Dec 7, 2004 12:32 AM

Last week I looked at the importance of run defense in pro football. This week we turn to turnovers, one of the most basic fundamentals of winning football.

Defensive coaches have been preaching more aggressive, attacking stop units over the last decade. Before Steve Spurrier left the SEC for the NFL, he had spent over a decade coaching in the college ranks at Duke and Florida.

When asked about what the biggest change he had noticed in college football, Spurrier spoke not about the wide-open passing attack that he helped to popularize, but about defenses.
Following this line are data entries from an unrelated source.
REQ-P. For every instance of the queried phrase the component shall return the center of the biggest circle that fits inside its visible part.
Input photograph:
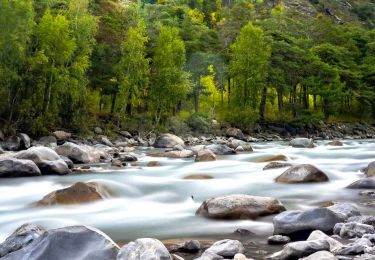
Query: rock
(353, 229)
(335, 143)
(191, 246)
(301, 174)
(23, 236)
(276, 165)
(299, 224)
(167, 141)
(270, 158)
(198, 177)
(47, 160)
(239, 206)
(11, 167)
(300, 249)
(333, 243)
(226, 248)
(364, 183)
(78, 193)
(370, 170)
(278, 240)
(74, 242)
(220, 149)
(81, 153)
(302, 143)
(62, 136)
(236, 133)
(144, 249)
(205, 155)
(321, 255)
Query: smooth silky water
(157, 202)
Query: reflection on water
(156, 201)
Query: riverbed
(157, 202)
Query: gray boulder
(301, 174)
(73, 243)
(47, 160)
(167, 141)
(300, 249)
(239, 206)
(11, 167)
(302, 143)
(144, 249)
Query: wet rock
(144, 249)
(74, 242)
(276, 165)
(302, 143)
(205, 155)
(78, 193)
(271, 158)
(299, 224)
(167, 141)
(301, 174)
(236, 133)
(321, 255)
(23, 236)
(300, 249)
(198, 177)
(191, 246)
(364, 183)
(333, 243)
(335, 143)
(353, 229)
(47, 160)
(220, 149)
(12, 167)
(370, 170)
(239, 206)
(278, 240)
(226, 248)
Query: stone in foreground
(239, 206)
(301, 174)
(144, 249)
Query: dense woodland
(147, 64)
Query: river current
(157, 202)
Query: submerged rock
(76, 194)
(239, 206)
(301, 174)
(74, 242)
(12, 167)
(144, 249)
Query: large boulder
(167, 141)
(297, 250)
(11, 167)
(144, 249)
(47, 160)
(21, 237)
(220, 149)
(299, 224)
(239, 206)
(236, 133)
(205, 155)
(78, 193)
(81, 153)
(226, 248)
(302, 143)
(301, 174)
(364, 183)
(74, 242)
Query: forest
(69, 64)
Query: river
(157, 202)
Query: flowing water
(157, 201)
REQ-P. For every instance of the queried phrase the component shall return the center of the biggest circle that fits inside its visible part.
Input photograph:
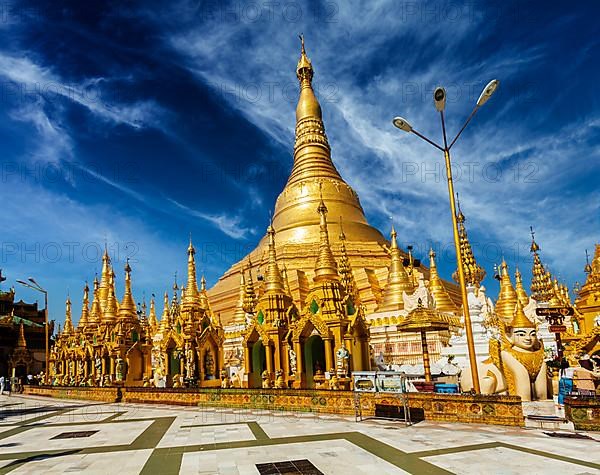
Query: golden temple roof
(443, 302)
(519, 319)
(423, 319)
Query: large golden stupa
(314, 177)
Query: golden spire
(191, 290)
(85, 308)
(96, 312)
(239, 315)
(105, 279)
(398, 280)
(521, 294)
(68, 320)
(165, 319)
(325, 266)
(273, 280)
(313, 169)
(286, 282)
(556, 299)
(443, 302)
(251, 297)
(152, 320)
(127, 308)
(110, 312)
(474, 273)
(519, 319)
(21, 343)
(507, 298)
(311, 148)
(589, 294)
(541, 280)
(203, 295)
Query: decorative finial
(588, 268)
(534, 245)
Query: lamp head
(439, 98)
(402, 124)
(487, 92)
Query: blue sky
(138, 123)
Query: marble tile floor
(148, 439)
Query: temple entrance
(135, 367)
(259, 364)
(314, 359)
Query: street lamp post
(32, 284)
(439, 99)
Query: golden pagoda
(587, 303)
(360, 249)
(542, 289)
(474, 273)
(507, 298)
(443, 301)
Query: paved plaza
(50, 436)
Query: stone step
(549, 422)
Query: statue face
(525, 338)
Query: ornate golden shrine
(116, 343)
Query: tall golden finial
(239, 316)
(21, 343)
(398, 279)
(286, 282)
(191, 290)
(588, 268)
(507, 298)
(96, 312)
(68, 320)
(474, 273)
(325, 266)
(443, 302)
(152, 320)
(85, 308)
(542, 289)
(165, 319)
(105, 278)
(127, 308)
(521, 294)
(203, 295)
(273, 280)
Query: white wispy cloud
(367, 149)
(232, 226)
(40, 82)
He mentioned that when he first took over at Duke in the late 1980s, defenses were basic and reacted to what the offense would try and do each play.

However, since that time, defenses nationwide have become far more aggressive — trying to attack the offense rather than sit back and react.

Defensive coaches in both the pro and college ranks have been teaching players to not only tackle properly, but aggressively strip the ball from opposing players. Tony Dungy and Lovie Smith have used their teaching talents to upgrade defenses.

This season first-year New York Jets defensive coordinator Donnie Henderson has turned the Jets into a more aggressive, attacking unit. The Jets were 20th in total D in 2003, but are 7th this season. The whole idea of aggressive defenses is designed to force more turnovers.

They are a huge part of any contest, and turnovers can easily turn a game around. Take a look at the bottom five teams in turnover margin in the NFL after Week 12. None are likely to make the playoffs, even though the Rams and Cowboys made the postseason a year ago. Also, notice that the spread records of those teams are an awful 20-35 ATS.

A quarterback who throws too many picks can kill the momentum of his offense, and his confidence can even begin to get worn down. It can even spill over onto the sidelines. In last year’s playoff game, QB Marc Bulger threw three interceptions against the Panthers.

While the Rams had a chance to win the game late in the fourth quarter, coach Mike Martz decided to play it ultra-safe and settled for a game-tying field goal. He was widely criticized for this after the Rams lost in overtime (and rightfully so) and it’s clear in the back of his mind he was thinking, "I don’t want Bulger to throw "another" interception. I’d better play it safe."

Take a look at this season’s top teams in turnover margin. It’s not hard to notice how essential turnovers are. You can find the top teams in each league are all playoff contenders. The cumulative spread record is a sizzling 51-23 ATS.

A team from the bottom (Dallas) played a team near the top (Philadelphia) earlier this season on Monday Night football. The Eagles won and covered easily, 49-21. You may recall QB Donovan McNabb had four TDs and no picks with 345 passing yards. But, you may have forgotten that the Eagles won the turnover battle decisively, 3-0.

QB Vinny Testaverde threw an interception and the Cowboys lost two fumbles. Be careful backing teams that are sloppy at taking care of the football. Chances are they don’t win or cover the number as regularly as those that play smart, mistake-free ball.